Wow, this has been a pretty tiring first week back! :-S In good ways and bad ways. I loved going to see Evita yesterday, but I feel drained after this whole ongoing issue thing. Hopefully we'll get some closure soon - I will be able to move on when I've spoken to him face to face.
I had Music this afternoon. I always find the lessons really hard. It's almost like learning a new language. Apparently it's the third hardest A-Level - after Further Maths and Physics - that's what I keep telling myself whenever I'm finding it too hard. There's so much to remember - our teacher says it's like a huge memory test. We have to remember literally every musical feature in about 6 pieces from film/tv scores and also 3 pieces from the pop/jazz part of the course...as well as knowing about the forms, themes, characteristics of the musical eras, being able to perform pieces of music to a high standard, write bach chorales and baroque counterpoints, compose pieces of music to a high standard...it's such a challenge.

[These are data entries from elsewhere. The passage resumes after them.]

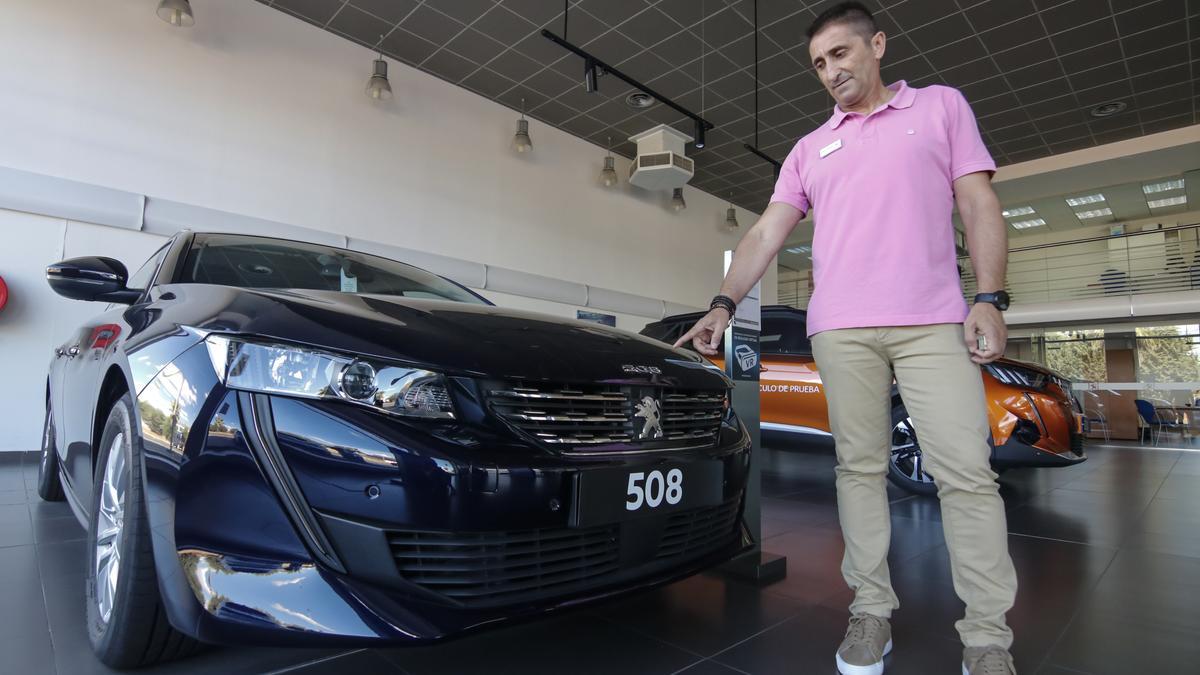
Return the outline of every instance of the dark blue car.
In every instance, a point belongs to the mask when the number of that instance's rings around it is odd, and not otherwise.
[[[109,665],[427,642],[747,545],[749,437],[690,352],[280,239],[46,274],[110,303],[55,350],[39,483],[88,530]]]

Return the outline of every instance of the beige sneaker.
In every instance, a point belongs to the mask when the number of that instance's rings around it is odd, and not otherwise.
[[[837,650],[837,669],[842,675],[882,675],[883,657],[892,651],[892,626],[887,619],[871,614],[850,617],[846,639]]]
[[[963,675],[1017,675],[1012,654],[1000,645],[963,650]]]

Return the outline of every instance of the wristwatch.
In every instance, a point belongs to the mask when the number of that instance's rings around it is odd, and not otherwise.
[[[1003,312],[1008,309],[1008,292],[996,291],[995,293],[979,293],[975,296],[975,302],[986,302],[995,305],[996,309]]]

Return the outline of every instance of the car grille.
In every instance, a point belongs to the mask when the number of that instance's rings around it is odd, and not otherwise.
[[[662,434],[642,438],[645,398],[657,401]],[[491,410],[543,443],[596,446],[655,442],[656,449],[711,441],[725,412],[726,392],[662,387],[490,387]]]
[[[561,590],[617,569],[616,526],[524,532],[391,532],[400,575],[464,604]]]
[[[736,500],[692,511],[676,513],[667,521],[659,558],[686,558],[722,543],[737,520]]]
[[[1083,454],[1083,434],[1077,434],[1071,431],[1071,452],[1076,455]]]
[[[566,596],[653,564],[656,569],[703,557],[737,530],[740,499],[667,517],[649,558],[621,564],[619,525],[520,532],[387,533],[405,580],[472,607]]]

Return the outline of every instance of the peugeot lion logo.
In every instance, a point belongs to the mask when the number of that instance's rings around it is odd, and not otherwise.
[[[662,421],[659,420],[661,412],[662,409],[653,396],[642,397],[642,402],[637,404],[637,412],[633,415],[646,420],[646,423],[642,425],[642,433],[638,434],[638,440],[662,438]]]

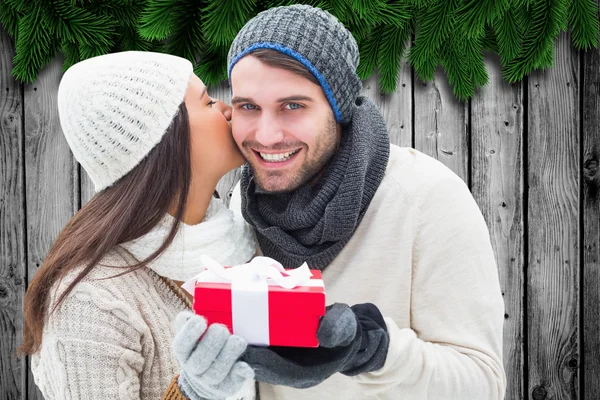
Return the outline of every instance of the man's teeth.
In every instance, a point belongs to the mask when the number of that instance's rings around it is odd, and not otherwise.
[[[279,153],[279,154],[260,153],[260,156],[265,161],[281,162],[281,161],[287,161],[287,160],[289,160],[297,152],[298,152],[298,150],[289,151],[287,153]]]

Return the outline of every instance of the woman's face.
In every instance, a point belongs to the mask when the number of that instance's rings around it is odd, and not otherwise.
[[[192,173],[201,171],[220,179],[242,165],[242,157],[231,135],[231,107],[211,98],[195,75],[185,94],[190,120]]]

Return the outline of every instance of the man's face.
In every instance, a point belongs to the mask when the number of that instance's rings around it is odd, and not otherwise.
[[[317,178],[341,128],[319,85],[249,55],[231,71],[233,137],[257,184],[288,192]]]

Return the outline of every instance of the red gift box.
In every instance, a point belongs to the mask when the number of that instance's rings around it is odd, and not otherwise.
[[[224,324],[250,344],[318,347],[317,328],[325,314],[325,288],[321,271],[311,273],[308,281],[292,289],[269,280],[264,293],[256,287],[239,290],[231,283],[196,282],[194,311],[209,325]]]

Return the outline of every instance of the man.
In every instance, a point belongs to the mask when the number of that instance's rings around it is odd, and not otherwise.
[[[390,146],[358,61],[350,32],[309,6],[259,14],[231,46],[249,166],[232,208],[264,255],[322,270],[332,304],[318,349],[243,359],[261,400],[502,399],[504,306],[481,212],[448,168]]]

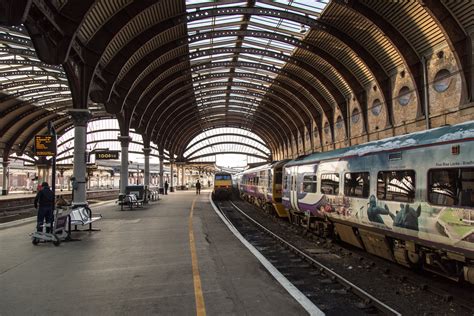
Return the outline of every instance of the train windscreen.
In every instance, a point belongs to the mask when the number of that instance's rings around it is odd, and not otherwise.
[[[230,175],[216,175],[216,180],[231,180]]]

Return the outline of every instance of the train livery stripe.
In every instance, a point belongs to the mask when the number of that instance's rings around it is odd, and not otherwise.
[[[211,195],[209,195],[212,208],[214,212],[221,218],[221,220],[227,225],[229,230],[237,237],[245,247],[260,261],[260,263],[267,269],[267,271],[281,284],[281,286],[303,307],[309,315],[324,316],[324,312],[321,311],[313,302],[311,302],[300,290],[298,290],[280,271],[275,268],[270,261],[267,260],[252,244],[250,244],[232,225],[232,223],[223,215],[217,206],[212,201]]]
[[[206,315],[206,305],[204,304],[204,295],[202,294],[201,287],[201,275],[199,274],[199,265],[196,254],[196,243],[194,242],[194,229],[193,229],[193,214],[194,214],[194,205],[196,204],[196,199],[194,198],[193,204],[191,205],[191,212],[189,213],[189,247],[191,250],[191,261],[193,265],[193,282],[194,282],[194,298],[196,300],[196,315],[205,316]]]

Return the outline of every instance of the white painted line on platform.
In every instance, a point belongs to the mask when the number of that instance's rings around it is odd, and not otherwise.
[[[252,244],[250,244],[240,232],[232,225],[232,223],[219,212],[219,209],[212,201],[212,193],[209,195],[209,200],[211,201],[212,208],[214,212],[221,218],[224,224],[227,225],[229,230],[237,237],[248,250],[262,263],[262,265],[267,269],[267,271],[278,281],[278,283],[283,286],[283,288],[290,293],[290,295],[310,314],[310,315],[325,315],[322,310],[320,310],[313,302],[311,302],[306,295],[304,295],[300,290],[298,290],[280,271],[275,268],[273,264],[270,263],[261,253],[258,251]]]

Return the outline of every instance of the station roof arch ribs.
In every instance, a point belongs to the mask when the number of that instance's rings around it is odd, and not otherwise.
[[[440,44],[452,48],[463,80],[472,81],[464,45],[470,26],[459,13],[464,5],[447,0],[7,0],[6,6],[11,14],[0,14],[0,23],[24,22],[31,36],[22,28],[17,39],[0,34],[8,54],[31,59],[25,62],[30,74],[19,68],[10,75],[44,76],[44,63],[62,64],[55,80],[64,81],[67,74],[73,107],[100,101],[129,127],[181,155],[199,130],[220,126],[253,130],[272,151],[288,147],[305,128],[321,132],[323,117],[334,135],[336,110],[347,124],[351,98],[366,125],[367,91],[373,85],[381,90],[391,125],[390,76],[400,67],[412,78],[422,115],[421,59]],[[36,60],[31,48],[16,47],[22,41],[34,43]],[[50,85],[48,80],[38,83]],[[18,89],[22,81],[5,88]],[[32,88],[31,101],[46,102],[48,94],[62,92],[62,87]],[[0,101],[0,112],[12,103],[9,97]],[[61,106],[55,108],[58,121],[68,107]],[[36,114],[48,117],[34,109],[23,121]],[[21,136],[13,130],[6,135]]]

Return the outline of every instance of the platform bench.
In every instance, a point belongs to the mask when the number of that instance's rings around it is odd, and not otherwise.
[[[89,231],[92,231],[92,223],[102,218],[101,214],[92,214],[92,211],[88,207],[78,207],[71,211],[69,214],[69,231],[71,231],[71,225],[74,225],[74,230],[77,231],[77,226],[89,225]]]
[[[143,200],[137,199],[137,196],[135,194],[129,194],[125,197],[125,201],[130,207],[131,210],[133,210],[133,207],[142,207],[143,206]]]

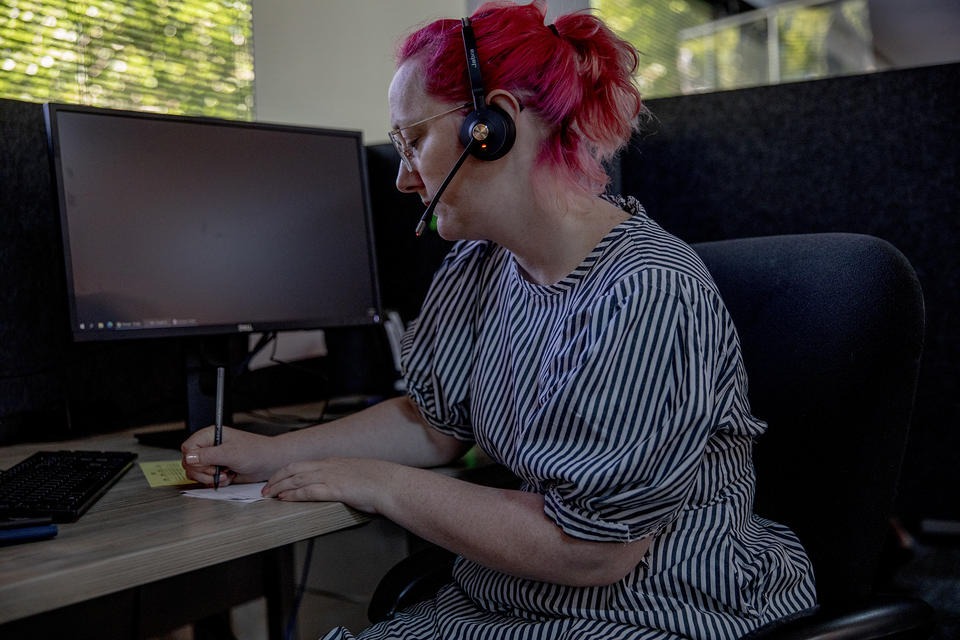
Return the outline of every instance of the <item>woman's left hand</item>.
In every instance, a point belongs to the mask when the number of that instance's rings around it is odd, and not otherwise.
[[[327,458],[294,462],[271,476],[263,495],[292,502],[343,502],[358,511],[379,513],[400,465],[369,458]]]

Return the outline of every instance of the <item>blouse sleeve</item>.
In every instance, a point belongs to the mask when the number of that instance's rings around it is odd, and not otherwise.
[[[469,380],[488,250],[482,242],[454,245],[401,341],[401,369],[410,399],[428,424],[465,442],[474,441]]]
[[[620,283],[591,315],[553,364],[565,373],[528,432],[527,471],[565,532],[630,541],[684,506],[736,385],[721,379],[736,335],[715,291],[669,270]]]

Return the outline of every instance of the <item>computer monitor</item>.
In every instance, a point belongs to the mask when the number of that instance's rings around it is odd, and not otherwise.
[[[74,340],[379,321],[360,132],[63,104],[45,118]],[[188,374],[217,364],[199,360]],[[188,430],[209,424],[190,403]]]

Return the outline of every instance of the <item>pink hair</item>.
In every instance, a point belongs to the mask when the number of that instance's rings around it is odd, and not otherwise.
[[[550,128],[541,175],[599,194],[609,181],[603,163],[629,142],[646,112],[632,77],[638,55],[593,15],[560,16],[556,33],[545,15],[544,2],[535,0],[490,2],[471,16],[484,88],[509,91]],[[410,58],[422,65],[428,95],[470,101],[459,20],[437,20],[408,36],[397,64]]]

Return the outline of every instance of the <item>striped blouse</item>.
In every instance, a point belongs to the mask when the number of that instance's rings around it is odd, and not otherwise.
[[[631,217],[554,285],[498,245],[456,244],[404,338],[404,373],[433,427],[509,467],[564,532],[653,537],[649,552],[601,587],[459,558],[435,600],[361,637],[713,640],[814,604],[799,541],[752,514],[765,425],[717,289],[636,201],[614,201]]]

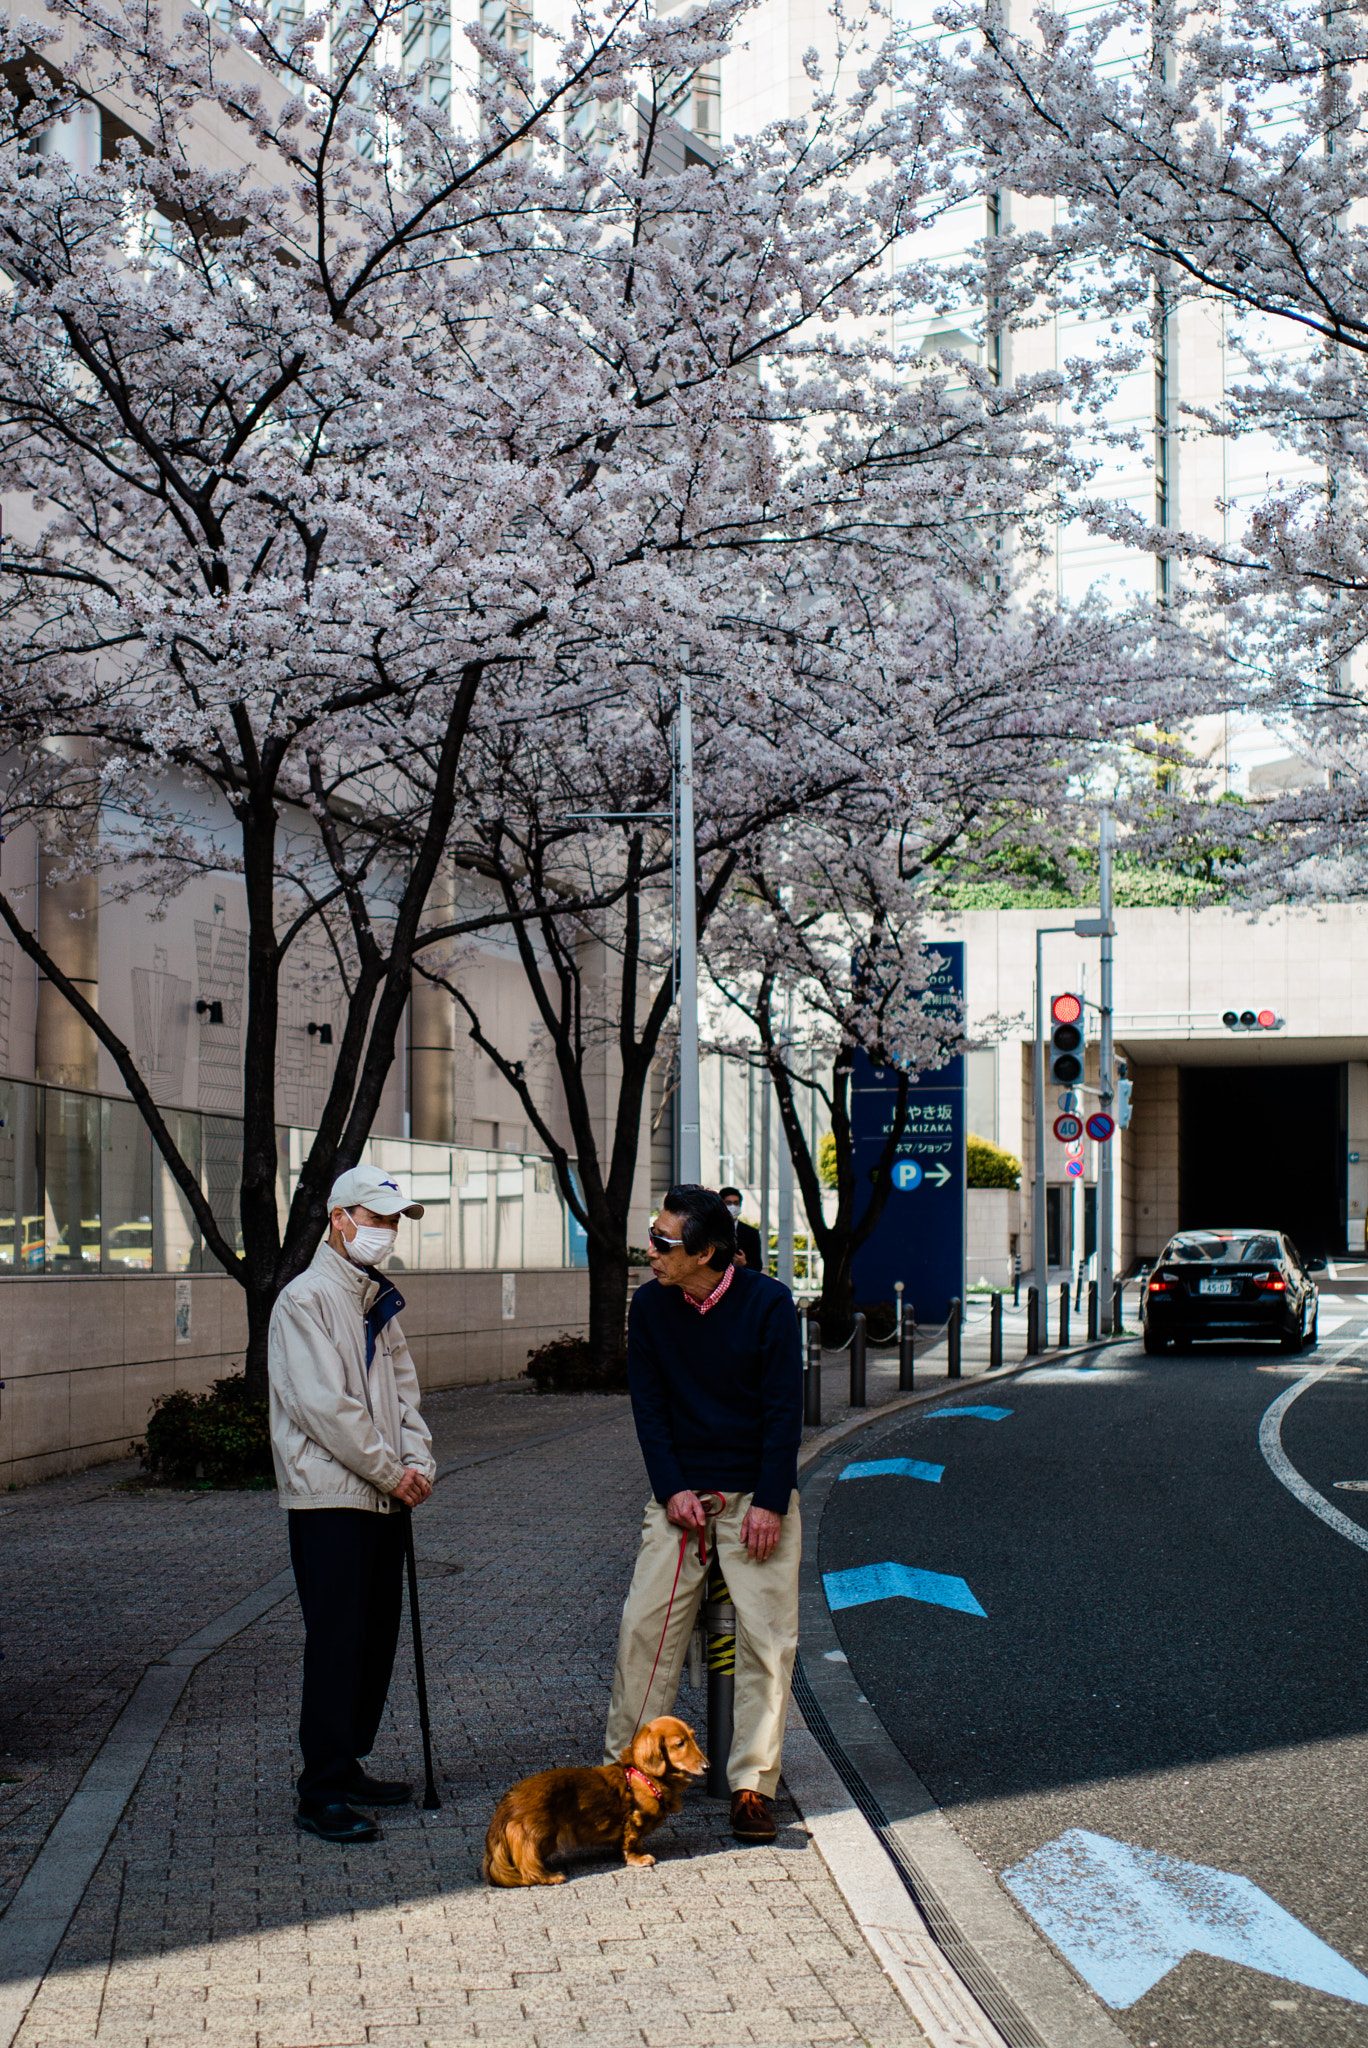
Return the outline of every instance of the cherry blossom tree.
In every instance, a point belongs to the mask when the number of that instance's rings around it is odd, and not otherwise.
[[[1183,399],[1175,438],[1265,437],[1268,482],[1165,528],[1094,523],[1167,557],[1228,672],[1219,694],[1304,757],[1303,786],[1213,815],[1194,765],[1163,824],[1229,850],[1253,898],[1353,893],[1368,822],[1368,21],[1361,8],[1119,0],[1069,17],[951,4],[922,45],[953,109],[959,174],[1013,195],[975,253],[1006,321],[1056,312],[1143,354],[1179,330],[1224,390]],[[1042,205],[1040,202],[1048,202]],[[1205,324],[1202,324],[1205,320]],[[1219,383],[1219,380],[1216,380]],[[1180,461],[1187,460],[1180,455]]]
[[[113,889],[240,878],[240,1250],[130,1048],[24,906],[0,895],[0,917],[246,1290],[254,1382],[376,1113],[415,962],[495,913],[543,917],[526,897],[433,908],[488,815],[472,745],[497,761],[501,735],[593,701],[611,719],[687,650],[719,691],[775,690],[799,746],[820,704],[796,786],[829,794],[835,756],[891,759],[916,723],[862,582],[928,561],[991,579],[1004,533],[1029,550],[1069,479],[1062,378],[909,378],[880,340],[941,291],[892,258],[949,196],[894,45],[848,35],[853,82],[815,81],[809,121],[713,172],[663,150],[662,109],[741,13],[586,10],[523,52],[472,29],[449,108],[433,65],[406,70],[394,0],[297,26],[257,0],[231,26],[53,0],[5,31],[6,808]],[[92,118],[82,161],[63,136]],[[731,772],[753,768],[743,751]],[[227,831],[206,829],[206,792]],[[591,909],[600,893],[591,877]],[[281,977],[311,934],[345,1022],[282,1231]]]
[[[925,997],[933,888],[948,876],[1059,852],[1088,829],[1146,710],[1183,701],[1202,650],[1145,612],[1011,608],[963,591],[903,593],[905,701],[918,718],[898,774],[871,775],[838,804],[806,806],[746,845],[709,932],[707,964],[736,1020],[720,1049],[760,1056],[775,1090],[808,1228],[823,1260],[823,1331],[844,1341],[853,1261],[878,1227],[908,1088],[962,1044],[962,1019]],[[803,1048],[801,1064],[794,1047]],[[857,1052],[902,1076],[871,1181],[856,1178],[851,1075]],[[816,1063],[813,1064],[813,1055]],[[809,1144],[816,1090],[834,1140],[828,1215]]]
[[[426,906],[472,731],[692,619],[695,559],[744,580],[750,553],[859,496],[797,462],[809,390],[833,450],[845,426],[840,362],[798,337],[860,308],[917,138],[875,51],[813,133],[712,177],[662,162],[665,99],[737,13],[581,12],[535,65],[472,30],[455,118],[430,68],[406,74],[390,0],[298,27],[265,5],[173,26],[54,0],[4,32],[6,807],[64,820],[72,862],[112,865],[111,886],[241,878],[240,1251],[129,1047],[23,907],[0,916],[245,1288],[256,1381],[275,1294],[375,1114],[415,956],[458,935]],[[637,132],[605,149],[586,104],[639,107]],[[92,119],[80,161],[63,137]],[[421,810],[392,773],[410,750]],[[227,836],[197,815],[211,790]],[[346,1021],[282,1233],[280,979],[314,931]]]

Last July I went on a week's summer school at Oxford University to do music. I found it really interesting and fell in love with the University. I was so disappointed when my music teacher told me that she really didn't think I could get an A - for Oxford your results need to be AAA - and I'm apparently on target for two As in German and English Lit - so Music was so disappointing. If I get two As for English Lit and German I might try to stay on at school in my gap year and do an A-Level in a year - which means going in for about 8 hours a week. I'm thinking about it. I'd really love to leave school with three As, that would be brilliant. I might try to study English Literature at Oxford, that would be wonderful.
I'm not 100% sure that I'd want to study music anyway. Part of the reason why I love music so much is the fact that it contains so much raw emotion. A song comes from the heart, it's a spontaneous moment, a very personal thought. Analysing it in the depth that we do at school makes it seem so mechanical and contrived. We listen to music for pleasure, to reassure ourselves that we're not alone, to become involved in the emotions of the composer - not to analyse every single chord and try to find a formula responsible for making us feel the way we do. Creativity can't be explained - and explaining it shouldn't be attempted. Part of the magic is the mystery.
I'd better go now; it's getting late and I have a long weekend of revision ahead of me!